Web Workers

kuniga.me > NP-Incompleteness > Web Workers

Web Workers

04 Aug 2016

In this post we study Web Workers, a technology that allows JavaScript code to run in separate threads. We’ll start by exploring the API with some toy examples and at the end discuss some applications.

Introduction

By default JavaScript runs in a single (the main thread), which can be a problem for user experience if expensive operations need to be performed in code which would affect responsiveness of the UI.

The thread that runs the web worker code has some environment limitations, which includes no access to the DOM or global objects such as window. [3] contains a list of functions and methods available to a Web Worker.

Besides that, memory is not shared between the threads, having to be explicitly serialized (so it can be cloned) and passed via a method (postMessage()). This can lead to performance issues if the amount of data to be copied is large. In Transferable Objects we’ll discuss an alternative.

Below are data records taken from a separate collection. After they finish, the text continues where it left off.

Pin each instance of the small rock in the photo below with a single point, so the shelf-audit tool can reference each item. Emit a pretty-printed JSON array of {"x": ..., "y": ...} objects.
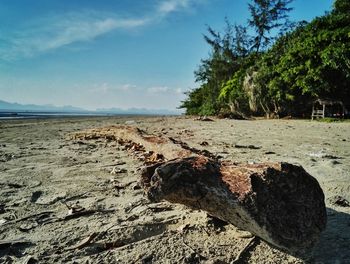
[
  {"x": 115, "y": 170},
  {"x": 130, "y": 122},
  {"x": 2, "y": 221},
  {"x": 204, "y": 143},
  {"x": 339, "y": 201}
]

Workers might spawn their own workers.

For some reason, the term "web workers" reminds me of these creatures from Spirited Away
For some reason, the term "web workers" reminds me of these creatures from *Spirited Away* :)

Let’s work a simple example. Imagine we have two files, main.js and worker.js (in the same directory):

main.js:

// Initializes the worker with the
// JavaScript code in worker.js
var myWorker = new Worker("worker.js");

// Post a message to the worker
myWorker.postMessage("Hello worker!");

// Callback that gets called when a
// message is received from the worker.
myWorker.onmessage = function(/*MessageEvent*/ message) {
  console.log(
    'Message received from worker script: ',
    message.data
  );
}

worker.js

onmessage = function(/*MessageEvent*/ message) {
  console.log(
    'Message received from main script: ',
    message.data
  );
  postMessage("Hello main!");
}

Transferable Objects

By default data is copied when sending information back and forth between the main thread and the worker, using a process called structural cloning.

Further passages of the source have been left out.